The statute governing an inmate’s motion for compassionate release reads:  “ A court may not modify a term of imprisonment once it as been imposed except that – A) the court, upon motion of the Director of the Bureau of Prisons (BOP), or upon motion of the defendant after the defendant has fully exhausted all administrative rights to appeal a failure of the BOP to bring a motion on the defendant’s behalf or the lapse of 30 days from the receipt of such a request by the warden of the defendant’s facility, whichever is earlier, may reduce the term of imprisonment [subject to certain conditions].” (18 U.S.C. § 3582(c)(1)(A)). Since the language does not provide a clear statement setting forth a jurisdictional prescription, the Second Circuit concluded that that the exhaustion requirement is a “claim-processing rule” and, accordingly, “may be waived or forfeited” by the government. (Hamer v Neighborhood Hous. Servs., 138 S. Ct. 12, 17, (2017)).
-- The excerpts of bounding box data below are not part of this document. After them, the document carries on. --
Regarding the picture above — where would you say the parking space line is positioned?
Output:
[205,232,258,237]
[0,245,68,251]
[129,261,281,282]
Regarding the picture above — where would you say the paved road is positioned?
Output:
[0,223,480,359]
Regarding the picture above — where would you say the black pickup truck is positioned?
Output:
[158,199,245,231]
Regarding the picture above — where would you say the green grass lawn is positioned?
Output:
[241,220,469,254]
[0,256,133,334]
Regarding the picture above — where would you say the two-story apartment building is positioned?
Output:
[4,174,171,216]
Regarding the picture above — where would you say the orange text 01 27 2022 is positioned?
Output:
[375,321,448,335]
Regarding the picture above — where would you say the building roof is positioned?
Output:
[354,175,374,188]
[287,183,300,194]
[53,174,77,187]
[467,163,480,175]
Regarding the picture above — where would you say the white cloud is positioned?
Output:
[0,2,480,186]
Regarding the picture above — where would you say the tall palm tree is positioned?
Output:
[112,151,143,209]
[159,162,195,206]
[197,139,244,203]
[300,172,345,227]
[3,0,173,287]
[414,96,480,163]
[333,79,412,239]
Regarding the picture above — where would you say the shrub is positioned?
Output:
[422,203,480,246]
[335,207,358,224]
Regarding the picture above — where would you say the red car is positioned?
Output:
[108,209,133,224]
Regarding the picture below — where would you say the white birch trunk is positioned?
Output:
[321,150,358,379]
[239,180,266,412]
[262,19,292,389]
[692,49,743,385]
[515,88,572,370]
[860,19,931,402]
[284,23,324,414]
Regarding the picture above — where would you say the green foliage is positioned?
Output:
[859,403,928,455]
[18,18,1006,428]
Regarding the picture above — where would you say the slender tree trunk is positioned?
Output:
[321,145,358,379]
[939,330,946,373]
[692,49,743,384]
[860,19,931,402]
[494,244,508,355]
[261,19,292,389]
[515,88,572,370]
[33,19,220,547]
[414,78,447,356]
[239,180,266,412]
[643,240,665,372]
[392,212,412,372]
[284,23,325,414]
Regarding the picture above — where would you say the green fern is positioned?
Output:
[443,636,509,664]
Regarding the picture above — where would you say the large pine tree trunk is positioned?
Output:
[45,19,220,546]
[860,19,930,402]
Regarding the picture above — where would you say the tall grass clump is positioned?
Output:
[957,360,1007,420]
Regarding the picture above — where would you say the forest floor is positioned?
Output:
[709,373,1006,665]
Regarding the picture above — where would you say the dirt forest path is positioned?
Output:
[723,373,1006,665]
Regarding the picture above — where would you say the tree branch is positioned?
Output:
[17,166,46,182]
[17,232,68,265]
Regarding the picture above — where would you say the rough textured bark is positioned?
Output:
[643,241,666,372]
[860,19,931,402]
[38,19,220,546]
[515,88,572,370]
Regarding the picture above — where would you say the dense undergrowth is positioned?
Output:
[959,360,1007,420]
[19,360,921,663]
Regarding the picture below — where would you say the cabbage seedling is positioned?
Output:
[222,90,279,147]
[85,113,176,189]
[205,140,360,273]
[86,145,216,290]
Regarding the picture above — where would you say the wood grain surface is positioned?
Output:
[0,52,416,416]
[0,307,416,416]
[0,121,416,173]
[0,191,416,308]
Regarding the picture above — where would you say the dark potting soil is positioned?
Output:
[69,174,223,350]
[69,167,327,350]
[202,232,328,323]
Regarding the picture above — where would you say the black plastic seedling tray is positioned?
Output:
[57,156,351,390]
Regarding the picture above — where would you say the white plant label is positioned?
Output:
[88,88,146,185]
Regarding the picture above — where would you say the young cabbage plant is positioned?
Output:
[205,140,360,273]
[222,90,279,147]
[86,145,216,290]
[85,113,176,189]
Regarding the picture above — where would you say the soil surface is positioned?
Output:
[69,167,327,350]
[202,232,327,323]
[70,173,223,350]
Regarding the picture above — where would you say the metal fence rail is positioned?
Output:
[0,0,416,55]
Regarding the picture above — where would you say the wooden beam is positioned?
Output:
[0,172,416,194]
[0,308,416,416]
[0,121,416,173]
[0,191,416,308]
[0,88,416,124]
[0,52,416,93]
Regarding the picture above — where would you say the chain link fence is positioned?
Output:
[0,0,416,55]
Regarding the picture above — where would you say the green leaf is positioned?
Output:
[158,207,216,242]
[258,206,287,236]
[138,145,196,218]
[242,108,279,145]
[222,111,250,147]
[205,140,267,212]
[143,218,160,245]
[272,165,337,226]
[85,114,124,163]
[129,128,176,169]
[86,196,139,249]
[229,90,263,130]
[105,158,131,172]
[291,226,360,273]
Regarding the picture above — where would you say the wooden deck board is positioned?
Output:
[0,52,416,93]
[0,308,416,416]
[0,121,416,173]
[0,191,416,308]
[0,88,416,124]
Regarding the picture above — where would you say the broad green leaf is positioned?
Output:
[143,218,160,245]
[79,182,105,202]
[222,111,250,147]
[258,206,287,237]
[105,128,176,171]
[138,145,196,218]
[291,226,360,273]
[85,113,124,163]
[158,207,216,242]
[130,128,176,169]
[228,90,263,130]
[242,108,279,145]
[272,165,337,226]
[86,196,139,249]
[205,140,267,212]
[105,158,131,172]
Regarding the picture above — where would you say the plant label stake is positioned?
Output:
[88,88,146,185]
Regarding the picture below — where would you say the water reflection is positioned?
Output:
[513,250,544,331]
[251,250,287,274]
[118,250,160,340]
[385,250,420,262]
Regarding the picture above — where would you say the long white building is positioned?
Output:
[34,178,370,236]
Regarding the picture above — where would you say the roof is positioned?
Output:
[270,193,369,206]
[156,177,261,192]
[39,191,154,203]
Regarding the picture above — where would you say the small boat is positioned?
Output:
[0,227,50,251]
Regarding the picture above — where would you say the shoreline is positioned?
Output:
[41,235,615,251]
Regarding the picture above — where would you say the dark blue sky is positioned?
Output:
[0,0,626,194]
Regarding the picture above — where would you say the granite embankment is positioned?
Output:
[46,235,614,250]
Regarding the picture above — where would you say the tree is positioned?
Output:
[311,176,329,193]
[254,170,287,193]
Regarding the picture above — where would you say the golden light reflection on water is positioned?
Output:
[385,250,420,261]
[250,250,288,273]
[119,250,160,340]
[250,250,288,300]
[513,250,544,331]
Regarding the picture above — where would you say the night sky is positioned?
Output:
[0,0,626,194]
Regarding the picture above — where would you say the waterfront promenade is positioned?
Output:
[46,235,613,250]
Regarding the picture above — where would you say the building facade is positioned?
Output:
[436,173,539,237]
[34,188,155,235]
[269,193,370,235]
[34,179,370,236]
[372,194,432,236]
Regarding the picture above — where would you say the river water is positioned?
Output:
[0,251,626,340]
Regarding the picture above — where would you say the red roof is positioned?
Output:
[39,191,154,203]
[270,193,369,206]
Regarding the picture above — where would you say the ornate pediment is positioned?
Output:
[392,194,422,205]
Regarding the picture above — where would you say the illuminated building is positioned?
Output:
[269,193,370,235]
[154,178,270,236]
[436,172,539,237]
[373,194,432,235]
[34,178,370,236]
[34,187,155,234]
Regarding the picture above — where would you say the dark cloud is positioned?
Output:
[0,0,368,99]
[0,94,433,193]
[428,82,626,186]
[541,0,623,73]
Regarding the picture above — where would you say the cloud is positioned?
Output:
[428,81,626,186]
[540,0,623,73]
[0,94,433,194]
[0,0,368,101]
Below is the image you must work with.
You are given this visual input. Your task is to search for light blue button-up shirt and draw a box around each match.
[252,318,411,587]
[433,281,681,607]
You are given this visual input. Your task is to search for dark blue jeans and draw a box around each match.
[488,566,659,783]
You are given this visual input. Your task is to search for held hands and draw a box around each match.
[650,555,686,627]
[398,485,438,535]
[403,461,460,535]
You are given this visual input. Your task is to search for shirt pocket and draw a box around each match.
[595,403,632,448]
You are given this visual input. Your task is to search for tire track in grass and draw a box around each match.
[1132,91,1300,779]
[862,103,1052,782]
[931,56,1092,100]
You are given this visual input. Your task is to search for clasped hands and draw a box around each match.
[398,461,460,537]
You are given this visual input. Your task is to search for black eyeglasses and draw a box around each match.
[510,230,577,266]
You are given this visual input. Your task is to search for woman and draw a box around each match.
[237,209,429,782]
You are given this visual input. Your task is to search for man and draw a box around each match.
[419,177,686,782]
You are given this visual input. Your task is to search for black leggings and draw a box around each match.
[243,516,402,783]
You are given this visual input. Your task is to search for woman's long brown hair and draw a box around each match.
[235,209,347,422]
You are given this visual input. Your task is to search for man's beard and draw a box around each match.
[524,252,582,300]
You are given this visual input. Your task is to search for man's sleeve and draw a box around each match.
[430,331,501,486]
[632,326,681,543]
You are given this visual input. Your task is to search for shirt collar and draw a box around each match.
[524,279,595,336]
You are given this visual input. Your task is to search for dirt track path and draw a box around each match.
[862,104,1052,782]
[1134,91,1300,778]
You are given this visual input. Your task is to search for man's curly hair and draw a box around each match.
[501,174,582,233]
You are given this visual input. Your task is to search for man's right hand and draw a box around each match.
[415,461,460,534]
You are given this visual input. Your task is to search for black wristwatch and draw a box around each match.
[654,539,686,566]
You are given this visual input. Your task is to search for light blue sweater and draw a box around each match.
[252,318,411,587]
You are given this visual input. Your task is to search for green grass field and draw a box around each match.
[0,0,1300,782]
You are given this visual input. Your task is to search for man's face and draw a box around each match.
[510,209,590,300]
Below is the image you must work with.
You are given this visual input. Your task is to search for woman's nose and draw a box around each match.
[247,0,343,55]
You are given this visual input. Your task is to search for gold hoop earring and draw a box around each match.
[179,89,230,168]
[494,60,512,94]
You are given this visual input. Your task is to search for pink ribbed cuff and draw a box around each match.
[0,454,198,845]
The Court explained that district courts in the circuit have split on how to interpret the statute’s provision permitting an inmate to move for a sentence reduction “after…the lapse of 30 days from the receipt” by the warden of an inmate’s request for the BOP to move on his behalf. Some courts have held that the provision authorizes an inmate to file a motion only after he has “waited 30 days from the Warden’s receipt of his request for compassionate release without receiving a response. (United States v Samuels, No. 08-CR-789-6, 2020 WL 7696004, at *3(S.D.N.Y Dec. 28, 2020)). But if the BOP timely responds to the inmate’s request for compassionate release, the inmate must “‘satisfy the same exhaustion procedure’ that applies to ‘routine administrative grievances,’” which would “include appeals to both the appropriate Regional Director and the BOP General Counsel. (Id.)

Other district courts, however, have held that the statute’s 30-day waiting period authorizes the inmate’s filing a motion regardless of whether the warden responds to the inmate’s request for compassionate release. Under this view, an inmate must either…exhaust administrative remedies or simply…wait 30 days after serving his petition on the warden of his facility before filing a motion in court.” (United States v. Haney, 454 F. Supp. 3d 316, 321 (S.D.N.Y. 2020).

While the Second Circuit did not directly address the question of interpretation, it reiterated that the exhaustion requirement is a claim-processing rule and may be waived or forfeited. It vacated the district court’s decision and remanded with instructions to consider Saladinos’s motion on its merits.